Большая оперная певица — Мария Каллас до 1953 года или нынешняя Монтсеррат Кабалье — это огромная передвижная аудиоколонка. Она выдвигается на сцену, раскрывает рот и поет арию. Потом она перемещается в другой угол и звучит оттуда.

Анна Нетребко — не худенькая, но в ней нет ничего монументального. Она умеет импровизировать, доверяет своему обаянию и телу и потому может сбросить туфли, если жмут, или потерять на сцене Московской консер­ватории сережку Chopard — кто их считает. Хоть сделать кувырок — как в «Доне Паскуале» в «Метрополитен-опера». На то и занималась акробатикой во Дворце пионеров и школьников Краснодарского края. И заодно пела в хоре «Кубанская пионерия». И училась верховой езде. И была "Мисс Кубань". Драмкружок, кружок по фото... но мне еще и петь охота — настоящая боевая советская девчонка.
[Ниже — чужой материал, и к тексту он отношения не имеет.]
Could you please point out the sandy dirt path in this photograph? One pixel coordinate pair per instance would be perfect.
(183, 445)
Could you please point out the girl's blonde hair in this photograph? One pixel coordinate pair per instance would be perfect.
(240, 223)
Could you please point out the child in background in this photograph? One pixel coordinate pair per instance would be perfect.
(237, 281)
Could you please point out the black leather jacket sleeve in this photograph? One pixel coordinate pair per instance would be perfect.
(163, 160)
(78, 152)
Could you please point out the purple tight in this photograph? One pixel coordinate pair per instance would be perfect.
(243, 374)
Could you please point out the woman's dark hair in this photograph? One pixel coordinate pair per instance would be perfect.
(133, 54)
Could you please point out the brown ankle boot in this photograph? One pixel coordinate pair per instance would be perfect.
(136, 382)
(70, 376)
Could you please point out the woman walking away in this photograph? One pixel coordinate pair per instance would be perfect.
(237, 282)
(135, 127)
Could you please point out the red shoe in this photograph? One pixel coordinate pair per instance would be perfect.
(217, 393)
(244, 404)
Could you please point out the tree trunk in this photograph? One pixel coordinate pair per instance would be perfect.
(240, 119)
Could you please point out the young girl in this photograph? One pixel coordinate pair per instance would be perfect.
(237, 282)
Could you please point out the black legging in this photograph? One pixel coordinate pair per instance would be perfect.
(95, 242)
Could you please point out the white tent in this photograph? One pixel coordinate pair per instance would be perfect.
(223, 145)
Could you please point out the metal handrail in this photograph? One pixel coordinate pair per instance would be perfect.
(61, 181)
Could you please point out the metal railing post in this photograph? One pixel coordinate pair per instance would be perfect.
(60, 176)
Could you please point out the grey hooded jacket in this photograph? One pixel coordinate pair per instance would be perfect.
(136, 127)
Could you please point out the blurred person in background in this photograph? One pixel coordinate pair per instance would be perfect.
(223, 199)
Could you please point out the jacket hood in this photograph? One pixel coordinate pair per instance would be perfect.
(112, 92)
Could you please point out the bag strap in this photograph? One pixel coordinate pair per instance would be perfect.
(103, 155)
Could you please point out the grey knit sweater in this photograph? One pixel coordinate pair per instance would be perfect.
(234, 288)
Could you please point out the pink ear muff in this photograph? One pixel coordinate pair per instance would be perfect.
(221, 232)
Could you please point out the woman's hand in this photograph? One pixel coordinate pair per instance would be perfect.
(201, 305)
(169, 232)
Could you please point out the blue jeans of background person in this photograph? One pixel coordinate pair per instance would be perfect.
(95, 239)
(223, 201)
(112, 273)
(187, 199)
Тренч из кожи и полиэстера, Jean Paul Gaultier; перчатки, Georges Morand.

Мы назначили встречу в старом отеле «Бристоль» по соседству с Венской оперой, где Анна играет Анну Болейн в опере Доницетти — жену Генриха VIII, казненную, чтобы освободить королевское ложе для Джейн Сеймур. Билеты разобраны. Тот, кто не попал на премьеру, ходит смотреть «Анну Болейн» на вывешенном рядом огромном экране.

Нетребко для венцев своя: с 2006 года у нее австрий­ский паспорт. А с прошлого года — еще и венская кварти­ра, всерьез связавшая ее с чудесным оперным, кофейно-шоколадным городом. Окна, выходящие на Францисканер, стали одной из городских достопримечательностей, и, по словам певицы, стайки японских туристов регулярно увозят ее в своих фотоаппаратах.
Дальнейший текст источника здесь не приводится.